In practice, the choice among these methods depends on the data-generating process, the intended use of predictions, and the acceptable balance between model complexity and interpretability. The core idea remains the same: leverage spatial correlation to interpolate values while providing an explicit expression of uncertainty.
Applications and impact
Ordinary kriging finds use in a wide range of professional domains: - Resource estimation in the minerals sector, where owners and investors rely on estimates of ore grade and tonnage to guide development and financing decisions. See mineral exploration and resource estimation. - Groundwater and environmental management, where kriging helps map contaminant concentrations, salinity, or moisture content across unsampled areas. See hydrogeology and environmental monitoring. - Agriculture and soil science, where spatially informed interpolation supports precision farming, irrigation planning, and yield estimation. See soil science and precision agriculture. - Public health and epidemiology in some contexts, where spatial interpolation is used for smoothing surveillance data, though care is needed to avoid masking local outbreaks or biases.
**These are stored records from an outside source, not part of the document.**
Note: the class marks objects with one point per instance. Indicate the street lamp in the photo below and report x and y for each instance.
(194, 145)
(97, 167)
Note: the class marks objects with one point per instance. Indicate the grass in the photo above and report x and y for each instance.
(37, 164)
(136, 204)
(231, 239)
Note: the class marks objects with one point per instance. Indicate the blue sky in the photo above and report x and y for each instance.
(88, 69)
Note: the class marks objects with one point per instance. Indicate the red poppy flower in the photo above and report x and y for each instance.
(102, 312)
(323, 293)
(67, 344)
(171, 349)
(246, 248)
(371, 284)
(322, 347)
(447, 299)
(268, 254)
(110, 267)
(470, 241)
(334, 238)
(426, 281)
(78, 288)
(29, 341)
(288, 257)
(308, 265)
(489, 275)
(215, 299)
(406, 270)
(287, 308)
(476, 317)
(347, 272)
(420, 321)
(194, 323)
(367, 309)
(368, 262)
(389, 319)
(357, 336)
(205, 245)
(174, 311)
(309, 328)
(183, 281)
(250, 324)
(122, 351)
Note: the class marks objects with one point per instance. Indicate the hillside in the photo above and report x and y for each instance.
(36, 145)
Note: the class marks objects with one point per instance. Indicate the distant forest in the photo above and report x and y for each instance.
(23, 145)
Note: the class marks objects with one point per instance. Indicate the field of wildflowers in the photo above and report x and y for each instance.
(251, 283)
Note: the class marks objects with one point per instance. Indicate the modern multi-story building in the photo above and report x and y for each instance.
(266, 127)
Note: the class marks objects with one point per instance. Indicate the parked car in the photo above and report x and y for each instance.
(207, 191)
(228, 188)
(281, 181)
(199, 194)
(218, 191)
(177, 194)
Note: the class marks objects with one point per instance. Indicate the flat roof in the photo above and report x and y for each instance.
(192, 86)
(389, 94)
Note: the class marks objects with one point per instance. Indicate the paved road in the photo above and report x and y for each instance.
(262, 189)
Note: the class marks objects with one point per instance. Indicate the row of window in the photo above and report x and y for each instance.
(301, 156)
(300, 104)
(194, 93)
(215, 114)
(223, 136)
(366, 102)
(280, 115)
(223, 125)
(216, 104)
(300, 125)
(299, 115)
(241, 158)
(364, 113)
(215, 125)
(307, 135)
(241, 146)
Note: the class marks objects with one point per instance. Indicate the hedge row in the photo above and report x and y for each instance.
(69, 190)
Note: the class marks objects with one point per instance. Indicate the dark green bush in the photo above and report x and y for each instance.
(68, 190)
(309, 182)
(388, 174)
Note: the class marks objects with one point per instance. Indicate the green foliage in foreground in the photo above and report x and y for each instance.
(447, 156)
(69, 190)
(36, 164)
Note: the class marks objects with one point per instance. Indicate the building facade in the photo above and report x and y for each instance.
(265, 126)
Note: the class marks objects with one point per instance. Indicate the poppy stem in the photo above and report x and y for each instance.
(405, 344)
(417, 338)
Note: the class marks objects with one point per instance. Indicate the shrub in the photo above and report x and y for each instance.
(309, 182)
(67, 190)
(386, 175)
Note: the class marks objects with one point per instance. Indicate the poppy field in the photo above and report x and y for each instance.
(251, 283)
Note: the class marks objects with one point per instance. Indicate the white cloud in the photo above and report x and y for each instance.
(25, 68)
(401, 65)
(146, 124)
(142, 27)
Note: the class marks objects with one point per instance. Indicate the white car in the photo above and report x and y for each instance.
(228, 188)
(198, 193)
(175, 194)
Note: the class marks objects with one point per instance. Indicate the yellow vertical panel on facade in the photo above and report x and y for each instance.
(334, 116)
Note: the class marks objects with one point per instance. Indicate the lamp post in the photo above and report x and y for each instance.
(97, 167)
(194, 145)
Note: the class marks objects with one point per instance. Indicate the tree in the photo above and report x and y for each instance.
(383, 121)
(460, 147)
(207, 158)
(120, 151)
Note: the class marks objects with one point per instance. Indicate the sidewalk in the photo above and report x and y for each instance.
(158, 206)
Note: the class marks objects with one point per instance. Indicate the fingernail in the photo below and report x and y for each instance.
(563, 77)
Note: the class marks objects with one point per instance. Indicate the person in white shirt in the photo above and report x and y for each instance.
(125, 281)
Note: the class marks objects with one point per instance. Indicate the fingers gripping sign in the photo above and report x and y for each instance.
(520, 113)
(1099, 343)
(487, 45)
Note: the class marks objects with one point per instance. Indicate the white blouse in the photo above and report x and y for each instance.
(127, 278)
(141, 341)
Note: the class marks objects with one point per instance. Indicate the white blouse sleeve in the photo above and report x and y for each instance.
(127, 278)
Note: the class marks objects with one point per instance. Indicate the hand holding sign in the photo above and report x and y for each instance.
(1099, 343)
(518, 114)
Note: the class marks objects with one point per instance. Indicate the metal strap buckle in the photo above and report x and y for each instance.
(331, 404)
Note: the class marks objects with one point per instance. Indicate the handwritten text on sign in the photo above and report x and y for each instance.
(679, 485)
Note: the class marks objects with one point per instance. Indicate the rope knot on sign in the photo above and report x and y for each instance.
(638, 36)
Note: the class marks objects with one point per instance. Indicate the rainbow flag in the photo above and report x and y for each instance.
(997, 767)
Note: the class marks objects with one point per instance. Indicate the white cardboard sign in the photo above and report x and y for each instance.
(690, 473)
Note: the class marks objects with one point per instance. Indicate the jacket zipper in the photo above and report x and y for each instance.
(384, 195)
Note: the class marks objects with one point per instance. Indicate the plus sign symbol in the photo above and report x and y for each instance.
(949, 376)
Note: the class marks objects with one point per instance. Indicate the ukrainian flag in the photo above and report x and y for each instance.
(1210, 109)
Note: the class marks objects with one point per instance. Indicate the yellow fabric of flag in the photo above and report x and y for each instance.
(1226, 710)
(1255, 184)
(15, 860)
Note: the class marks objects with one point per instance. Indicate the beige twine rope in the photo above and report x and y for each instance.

See epidemiology and spatial analysis.
Critically, ordinary kriging provides a transparent, model-based approach to estimation with an accompanying quantified uncertainty. Proponents emphasize that, when used with careful variogram modeling, neighborhood selection, and validation, the method supports efficient decision-making under uncertainty. Critics point out that the method relies on assumptions that may not hold in all landscapes or data-generating processes, and that mis-specification of the variogram or overfitting to noisy data can lead to optimistic uncertainty estimates or biased predictions. In debates about data collection, model transparency, and regulatory overhead, the balance tends to favor practical, market-oriented use that emphasizes clear documentation, reproducibility, and accountability for predictions and their consequences.
From this vantage, ordinary kriging is often evaluated not only by predictive accuracy but also by how well its results align with cost-benefit considerations, property rights, and the efficiency of resource allocation. The method’s appeal lies in its explicit handling of uncertainty and its compatibility with decision frameworks that reward clarity, traceability, and scalability.